Estudantes do ensino secundário dos Estados Unidos durante uma marcha por seus direitos. Foto: The Leadership Conference
Estudantes do ensino secundário dos Estados Unidos durante uma marcha por seus direitos. Foto: The Leadership Conference

 

Washington, Estados Unidos, 13/1/2014 – O governo dos Estados Unidos estabeleceu, finalmente, novas pautas para reduzir o excesso de medidas disciplinares punitivas no sistema educacional, que levam muitos estudantes à expulsão ou à prisão por faltas de pouca importância.

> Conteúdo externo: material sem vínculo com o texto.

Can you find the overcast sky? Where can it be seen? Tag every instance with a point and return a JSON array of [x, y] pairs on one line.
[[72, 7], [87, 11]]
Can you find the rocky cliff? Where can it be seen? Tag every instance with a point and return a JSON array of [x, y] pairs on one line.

Os que criticam os rigorosos enfoques disciplinares alertam há anos que estes têm impacto direto sobre o futuro dos estudantes, e vários estudos sugerem um histórico de conduta cada vez pior no caso de quem em um princípio foi punido por problemas relativamente menores.

Estas práticas também repercutem mais nos estudantes procedentes de minorias étnicas ou com incapacidades, por isso são acusadas de uma parcialidade sistêmica, segundo os estudos. “Uma infração disciplinar rotineira cometida na escola deve levar o aluno à diretoria, não à delegacia”, disse o promotor-geral Eric Holder, ao anunciar as novas diretrizes no dia 8, junto com o secretário de Educação, Arne Duncan.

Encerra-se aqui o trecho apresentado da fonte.